Object StorageS3Chunked UploadResumable UploadContent-AddressableDeduplicationBlob Storage

Storage Patterns

Master large file storage — object storage (S3-style), chunked & resumable uploads, and content-addressable storage. Store and retrieve blobs efficiently at scale.

24 min read9 sections

The Big Picture — Why Blobs Are Different

A database row is a few hundred bytes. A photo is 2 MB. A video is 500 MB. Storing large binary files (blobs) in a database is like stuffing furniture into a filing cabinet — it technically fits, but it destroys performance, bloats backups, and wastes expensive storage.
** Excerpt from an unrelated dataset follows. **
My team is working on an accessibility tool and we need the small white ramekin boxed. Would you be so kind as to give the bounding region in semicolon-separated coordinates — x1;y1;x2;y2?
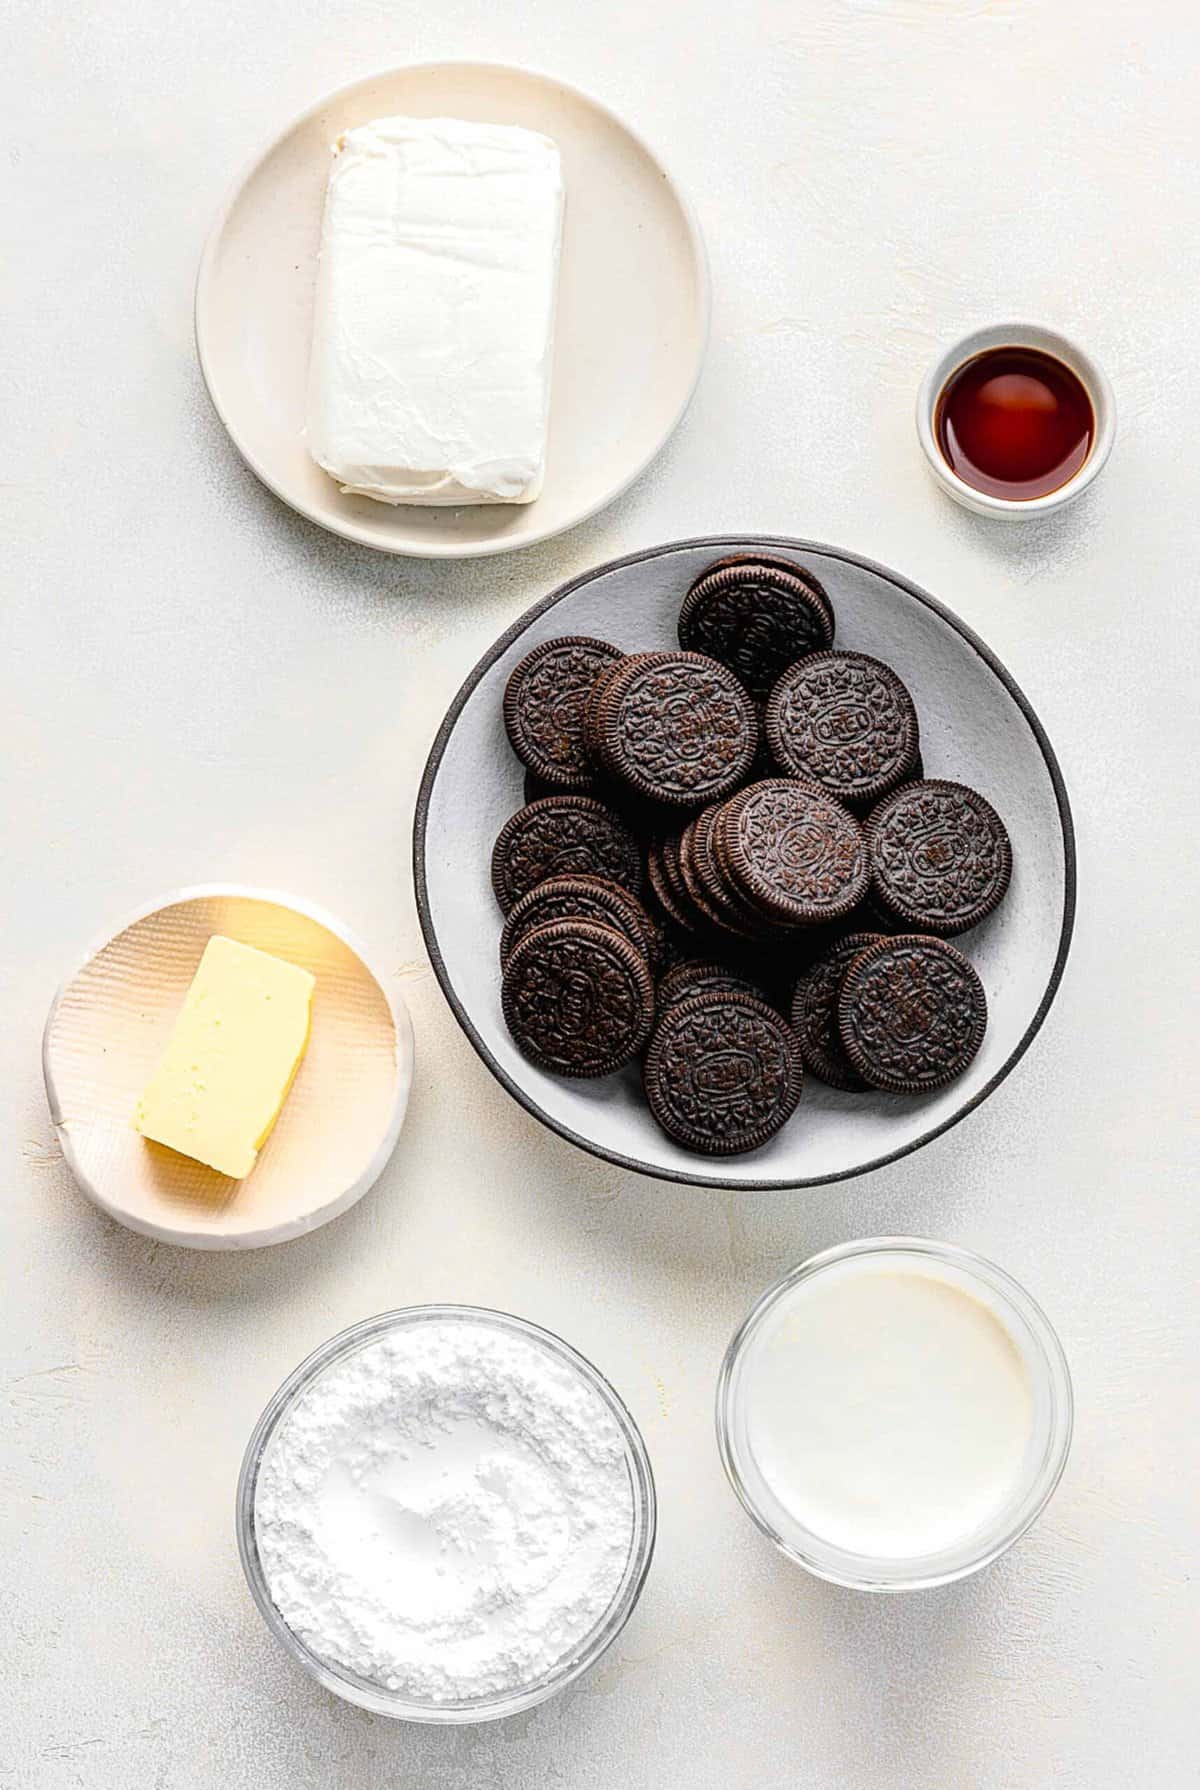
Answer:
916;322;1115;519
Large files need a different storage system designed for their access patterns.

🏭

The Warehouse vs Spreadsheet Analogy

A spreadsheet (database) is perfect for structured data: names, prices, dates — small, queryable, relational. A warehouse (object storage) is for large packages: boxes of inventory, pallets of goods. You wouldn't track inventory counts in a warehouse, and you wouldn't store pallets in a spreadsheet. Modern systems use both: the database stores metadata (file name, size, owner, URL) and the object store holds the actual file. The database is the catalog; the warehouse is the storage.

🔥 Key Insight

Never store large files in a relational database. Store the file in object storage (S3), store the metadata and URL in the database. This is the universal pattern — Instagram, YouTube, Dropbox, and every file-heavy system works this way.

Architecture Overview

File Storage Architecturetext

UPLOAD FLOW:
  Client → Upload Service → Object Storage (S3)
                          → Metadata DB (PostgreSQL)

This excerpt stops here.